God in the mess

Depression. Trauma. Shame. What does the advancing kingdom of God have to do with our inner struggles? How does Christ’s coming 2,000 years ago change our current, messy reality? I admit that I have often felt that the God of Sunday-morning worship was a million miles from the mess of Monday-morning blues, that the tidy, lofty theology of the Scriptures bore little relevance to my complex, conflicting emotions, and that the kingdom of God was more of a spiritual nicety than an active reality. But I am not content to give in to those lies and give up on a God who is intimately involved in restoring the most broken places of my soul.

In the midst of the many dark valleys in my own life, I have gone searching for Him. I needed to know where He was in my circumstances and how He was leading me forward through them. At times that search has been long and agonizing, leaving me questioning along with the psalmist “How long, O Lord? Will you hide yourself forever?” (Psalm 89:46). At other times it has been sweet and intimate, leaving me at rest under the shelter of His wings even while the storm still swirled around me.

As a father has compassion on his children, so the LORD has compassion on those who fear him; for he knows how we are formed, he remembers that we are dust.
Psalm 103:13-14
For you created my inmost being; you knit me together in my mother’s womb.
Psalm 139:13

The fierce storms that I have weathered have often left me battered and broken, stretched beyond my limits and feeling devoid of life. In that inglorious state, I have wondered how God could possibly love or be glorified by my train-wrecked frame. He has slowly but surely convinced me that He knows the limits of my emotional frame because He designed it that way (Psalm 139:13; 103:14). He understands why prolonged, overwhelming circumstances would leave my soul drained and unresponsive, why experiencing helplessness in the face of overpowering evil would for years afterwards cause me to tremble and curl up in a tight ball, or why other peoples’ demeaning treatment would result in my own self-loathing. If God designed my frame to work in these ways, then surely He “gets” what is going on inside me even when I don’t understand myself.  He knows exactly where I am broken and perfectly how to fix it. Far from walking away from me in the midst of my brokenness, He has drawn near to comfort, heal, and restore.

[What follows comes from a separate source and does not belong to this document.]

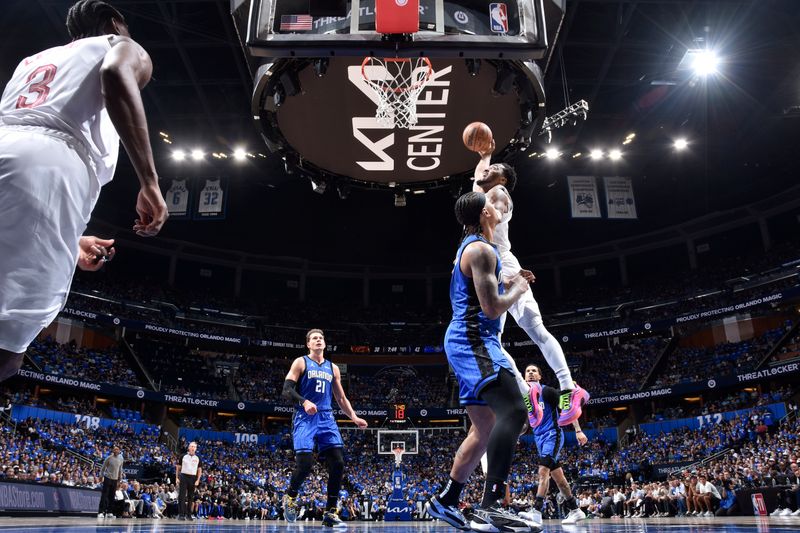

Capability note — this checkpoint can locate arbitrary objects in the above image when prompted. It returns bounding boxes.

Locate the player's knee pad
[539,455,561,472]
[325,448,344,476]
[294,452,314,478]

Through the stories of Scripture, He has proven Himself the most brilliant of counselors, the most effective of healers.

But God’s healing in my life has not come merely through the experience of His Spirit within. Searching His Word for stories that parallel my own has opened my eyes to just how much the Bible does say about our inner struggles. I take the questions of my heart to these biblical stories. I empathize with what the characters were thinking and feeling. And then as God responds to their unspoken questions and unseen needs, I experience Him responding to me. Through the stories of Scripture, He has proven Himself the most brilliant of counselors, the most effective of healers.

Messy people are at the core of God’s kingdom. The sick in spirit are the very ones for whom Jesus came. And good theology actually can address the cries of our heart.